The current planning system means we now have a housing strategy that is driven by planning gain and available land rather than a spatial framework that considers fundamental issues such as mass transit and amenities when identifying the best land to develop. The system, as it currently stands, has stopped town and cities looking beyond their own borders to create proper joined up plans to deliver housing – apart from the occasional loose coalitions that are more often borne out of geographical opportunism than strategic necessity with new settlements emerging where local communities will accept them rather than where they are most needed.
But there are signs that a move back towards a more strategic approach could be afoot.

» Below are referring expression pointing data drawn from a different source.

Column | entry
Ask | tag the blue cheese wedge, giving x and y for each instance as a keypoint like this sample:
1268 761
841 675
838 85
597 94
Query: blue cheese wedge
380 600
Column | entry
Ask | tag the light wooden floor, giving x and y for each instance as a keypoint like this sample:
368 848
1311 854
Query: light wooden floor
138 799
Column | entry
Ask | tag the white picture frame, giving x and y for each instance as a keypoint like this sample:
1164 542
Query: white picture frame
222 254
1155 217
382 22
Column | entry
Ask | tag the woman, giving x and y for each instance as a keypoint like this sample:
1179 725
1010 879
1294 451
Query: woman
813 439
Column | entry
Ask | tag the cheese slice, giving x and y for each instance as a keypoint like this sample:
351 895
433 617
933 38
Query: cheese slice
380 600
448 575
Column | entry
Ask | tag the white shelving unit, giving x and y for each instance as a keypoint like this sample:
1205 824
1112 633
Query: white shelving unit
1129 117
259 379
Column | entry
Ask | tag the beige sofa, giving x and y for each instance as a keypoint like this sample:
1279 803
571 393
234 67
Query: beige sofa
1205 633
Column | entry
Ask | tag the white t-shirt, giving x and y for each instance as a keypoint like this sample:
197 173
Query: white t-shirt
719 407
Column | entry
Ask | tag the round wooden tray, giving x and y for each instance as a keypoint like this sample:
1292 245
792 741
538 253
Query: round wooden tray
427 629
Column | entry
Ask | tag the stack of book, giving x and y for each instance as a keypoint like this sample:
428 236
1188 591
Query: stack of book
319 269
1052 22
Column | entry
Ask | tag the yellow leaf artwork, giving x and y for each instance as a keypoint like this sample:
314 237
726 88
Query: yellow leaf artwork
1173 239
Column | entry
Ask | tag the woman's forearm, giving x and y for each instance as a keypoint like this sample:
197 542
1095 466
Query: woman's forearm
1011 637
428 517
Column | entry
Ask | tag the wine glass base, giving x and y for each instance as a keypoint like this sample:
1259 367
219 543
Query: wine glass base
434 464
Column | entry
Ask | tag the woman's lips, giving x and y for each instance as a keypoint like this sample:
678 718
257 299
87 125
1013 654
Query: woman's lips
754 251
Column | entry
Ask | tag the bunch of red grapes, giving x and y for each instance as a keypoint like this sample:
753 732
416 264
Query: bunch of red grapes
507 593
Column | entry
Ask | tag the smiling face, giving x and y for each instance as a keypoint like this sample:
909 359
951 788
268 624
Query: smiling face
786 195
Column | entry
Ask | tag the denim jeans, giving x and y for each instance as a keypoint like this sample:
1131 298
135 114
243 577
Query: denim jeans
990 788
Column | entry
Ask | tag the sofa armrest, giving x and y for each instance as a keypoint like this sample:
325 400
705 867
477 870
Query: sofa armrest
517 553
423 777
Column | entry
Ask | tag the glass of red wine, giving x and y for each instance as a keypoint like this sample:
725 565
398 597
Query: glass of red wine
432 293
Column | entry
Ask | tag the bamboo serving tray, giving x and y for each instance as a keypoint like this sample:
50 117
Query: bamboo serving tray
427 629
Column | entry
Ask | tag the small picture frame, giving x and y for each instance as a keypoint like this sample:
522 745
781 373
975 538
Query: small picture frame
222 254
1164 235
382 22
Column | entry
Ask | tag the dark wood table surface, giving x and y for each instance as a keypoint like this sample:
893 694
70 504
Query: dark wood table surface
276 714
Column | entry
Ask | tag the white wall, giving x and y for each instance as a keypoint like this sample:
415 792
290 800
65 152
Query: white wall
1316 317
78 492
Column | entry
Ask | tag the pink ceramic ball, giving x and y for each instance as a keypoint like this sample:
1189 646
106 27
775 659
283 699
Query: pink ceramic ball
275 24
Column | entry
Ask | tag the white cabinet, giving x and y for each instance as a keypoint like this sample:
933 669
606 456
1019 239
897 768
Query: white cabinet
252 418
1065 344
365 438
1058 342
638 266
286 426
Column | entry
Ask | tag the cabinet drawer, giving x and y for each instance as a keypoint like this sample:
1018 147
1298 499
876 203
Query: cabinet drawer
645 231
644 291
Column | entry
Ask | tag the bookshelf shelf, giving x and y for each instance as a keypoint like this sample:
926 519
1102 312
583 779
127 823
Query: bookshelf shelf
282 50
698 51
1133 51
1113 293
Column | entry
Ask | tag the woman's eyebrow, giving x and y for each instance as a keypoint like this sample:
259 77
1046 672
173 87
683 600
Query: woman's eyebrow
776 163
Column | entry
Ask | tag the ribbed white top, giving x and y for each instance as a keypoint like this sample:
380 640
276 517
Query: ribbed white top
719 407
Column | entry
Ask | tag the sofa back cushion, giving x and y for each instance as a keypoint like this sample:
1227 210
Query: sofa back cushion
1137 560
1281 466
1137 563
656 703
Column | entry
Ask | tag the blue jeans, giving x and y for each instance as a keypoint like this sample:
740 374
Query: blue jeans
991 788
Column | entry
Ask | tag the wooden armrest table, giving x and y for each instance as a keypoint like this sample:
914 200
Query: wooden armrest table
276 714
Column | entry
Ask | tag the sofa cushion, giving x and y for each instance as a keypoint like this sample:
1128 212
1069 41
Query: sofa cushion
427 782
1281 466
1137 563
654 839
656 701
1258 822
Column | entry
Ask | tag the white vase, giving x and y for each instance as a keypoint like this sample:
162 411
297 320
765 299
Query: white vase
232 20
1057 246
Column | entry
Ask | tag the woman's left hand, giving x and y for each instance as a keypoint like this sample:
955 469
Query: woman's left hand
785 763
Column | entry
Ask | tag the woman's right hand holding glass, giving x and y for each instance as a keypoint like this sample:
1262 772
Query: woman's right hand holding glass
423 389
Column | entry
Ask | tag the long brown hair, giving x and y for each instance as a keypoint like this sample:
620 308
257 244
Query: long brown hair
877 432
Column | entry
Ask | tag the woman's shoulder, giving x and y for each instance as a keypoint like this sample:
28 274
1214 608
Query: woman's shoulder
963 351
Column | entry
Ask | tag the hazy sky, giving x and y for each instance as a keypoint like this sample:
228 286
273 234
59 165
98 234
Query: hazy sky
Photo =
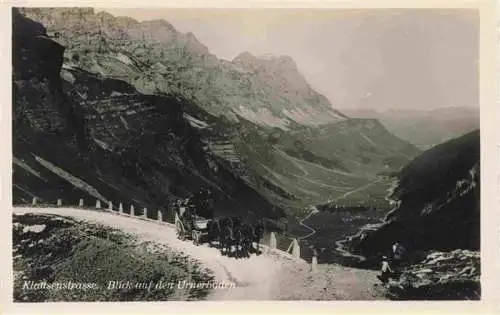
357 58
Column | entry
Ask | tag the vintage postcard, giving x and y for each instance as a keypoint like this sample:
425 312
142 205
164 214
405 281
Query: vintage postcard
259 152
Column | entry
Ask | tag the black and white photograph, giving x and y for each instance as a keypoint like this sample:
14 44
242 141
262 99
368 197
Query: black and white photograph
245 154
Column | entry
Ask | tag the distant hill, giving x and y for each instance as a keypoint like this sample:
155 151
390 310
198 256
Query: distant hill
436 202
79 135
154 57
424 128
164 112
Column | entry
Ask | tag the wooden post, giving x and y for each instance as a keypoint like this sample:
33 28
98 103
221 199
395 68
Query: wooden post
296 248
272 241
314 263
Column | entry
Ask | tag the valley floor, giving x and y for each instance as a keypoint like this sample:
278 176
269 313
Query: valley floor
265 277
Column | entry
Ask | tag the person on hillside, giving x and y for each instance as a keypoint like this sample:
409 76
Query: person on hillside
397 254
385 271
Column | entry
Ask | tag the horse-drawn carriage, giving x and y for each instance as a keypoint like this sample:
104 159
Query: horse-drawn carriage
192 222
194 219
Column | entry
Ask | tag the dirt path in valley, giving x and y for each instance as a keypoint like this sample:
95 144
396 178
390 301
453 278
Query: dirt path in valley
266 277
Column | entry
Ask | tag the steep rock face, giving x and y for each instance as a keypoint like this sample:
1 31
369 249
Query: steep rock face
239 109
154 57
436 202
139 149
37 60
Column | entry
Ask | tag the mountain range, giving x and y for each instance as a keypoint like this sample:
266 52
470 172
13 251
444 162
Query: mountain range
158 110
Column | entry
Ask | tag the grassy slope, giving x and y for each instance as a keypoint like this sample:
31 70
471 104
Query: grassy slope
67 250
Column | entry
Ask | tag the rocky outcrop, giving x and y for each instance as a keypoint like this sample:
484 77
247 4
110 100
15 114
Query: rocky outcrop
436 203
37 61
138 149
440 276
154 57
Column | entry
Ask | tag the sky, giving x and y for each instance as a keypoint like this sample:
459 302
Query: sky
365 58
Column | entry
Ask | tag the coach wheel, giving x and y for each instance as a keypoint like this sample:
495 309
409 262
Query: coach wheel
179 232
196 237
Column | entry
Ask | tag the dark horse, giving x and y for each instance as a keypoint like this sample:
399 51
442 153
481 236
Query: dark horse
245 238
215 234
227 236
258 233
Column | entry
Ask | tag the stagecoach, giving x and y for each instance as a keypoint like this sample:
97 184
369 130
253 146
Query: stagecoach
192 222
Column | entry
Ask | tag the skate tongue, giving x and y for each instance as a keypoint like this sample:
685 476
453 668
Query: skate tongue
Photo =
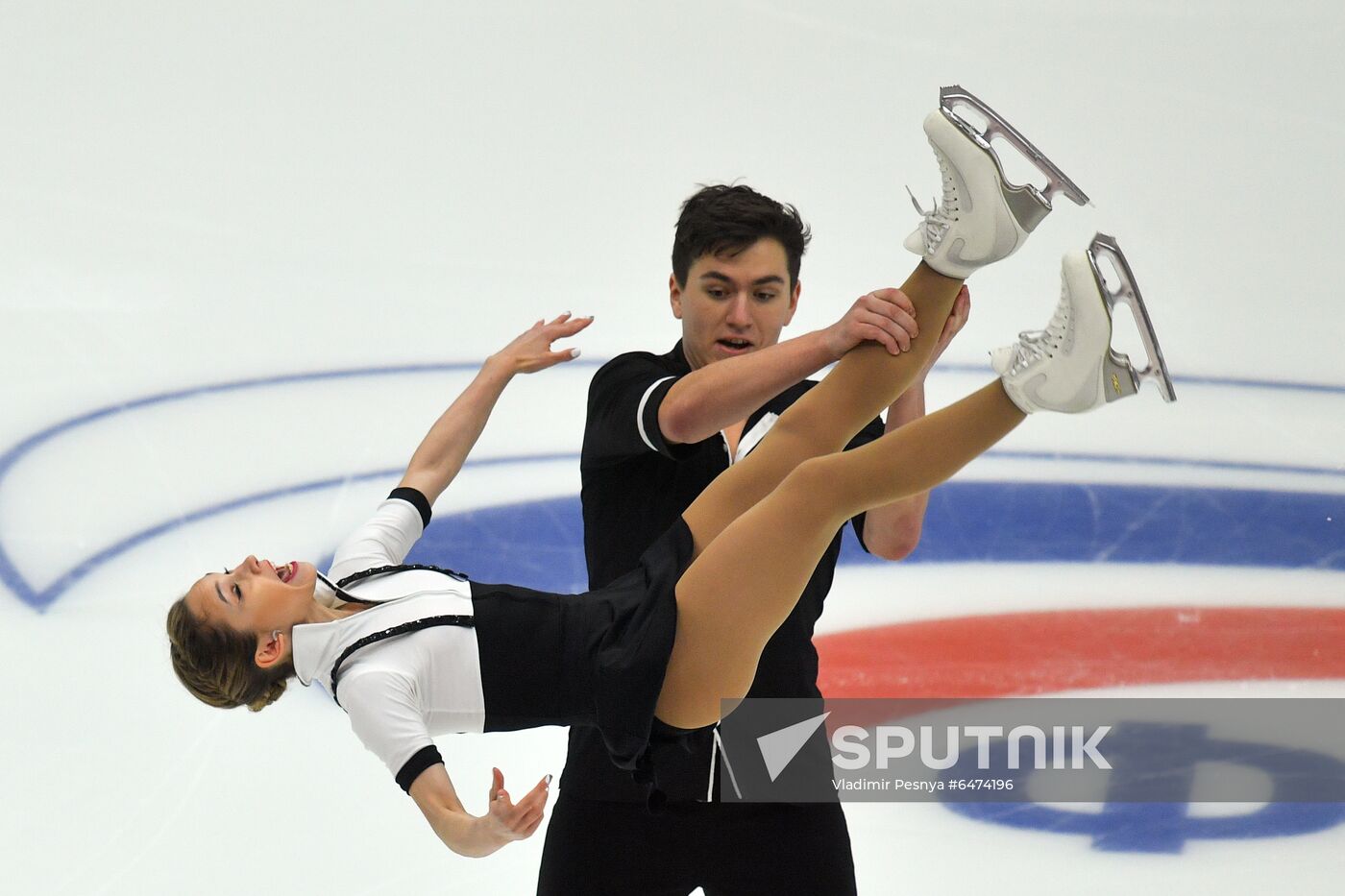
1002 358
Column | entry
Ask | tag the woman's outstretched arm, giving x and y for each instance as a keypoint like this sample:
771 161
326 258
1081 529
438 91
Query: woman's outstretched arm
451 439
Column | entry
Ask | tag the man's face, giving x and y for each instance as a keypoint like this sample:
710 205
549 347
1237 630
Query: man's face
733 304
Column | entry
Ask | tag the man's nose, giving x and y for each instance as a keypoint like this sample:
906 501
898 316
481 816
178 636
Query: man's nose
739 311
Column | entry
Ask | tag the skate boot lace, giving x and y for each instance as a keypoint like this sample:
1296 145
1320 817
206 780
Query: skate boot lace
938 220
1035 345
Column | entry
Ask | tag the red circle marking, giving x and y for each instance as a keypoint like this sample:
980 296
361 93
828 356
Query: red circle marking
1039 653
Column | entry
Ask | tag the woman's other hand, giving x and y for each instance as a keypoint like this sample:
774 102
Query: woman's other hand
531 350
508 821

It is difficult to know what effect devolution will have and whether it will engender a more pan-regional approach to planning but the Black Country garden city initiative crosses various borders and jurisdictions and suggests the West Midlands sees the benefits of a more joined up approach.
The first report from the National Infrastructure Commission (NIC) also claims up to 200,000 new homes could be unlocked by Crossrail 2 but this can only be done through a strategic approach across the whole line which would also need a sensible conversation about the reclassification of land that is currently Green Belt. There remains swathes of existing Green Belt that is non-descript farmland, paddocks and golf courses which is neither environmentally or ecologically sensitive and could provide strategically important development sites in the future.
The current approach is still not delivering the scale of housebuilding the UK needs and it will be interesting to see if the NIC report and the Black Country garden city are the start of a new trend back towards regionalism or just more empty rhetoric.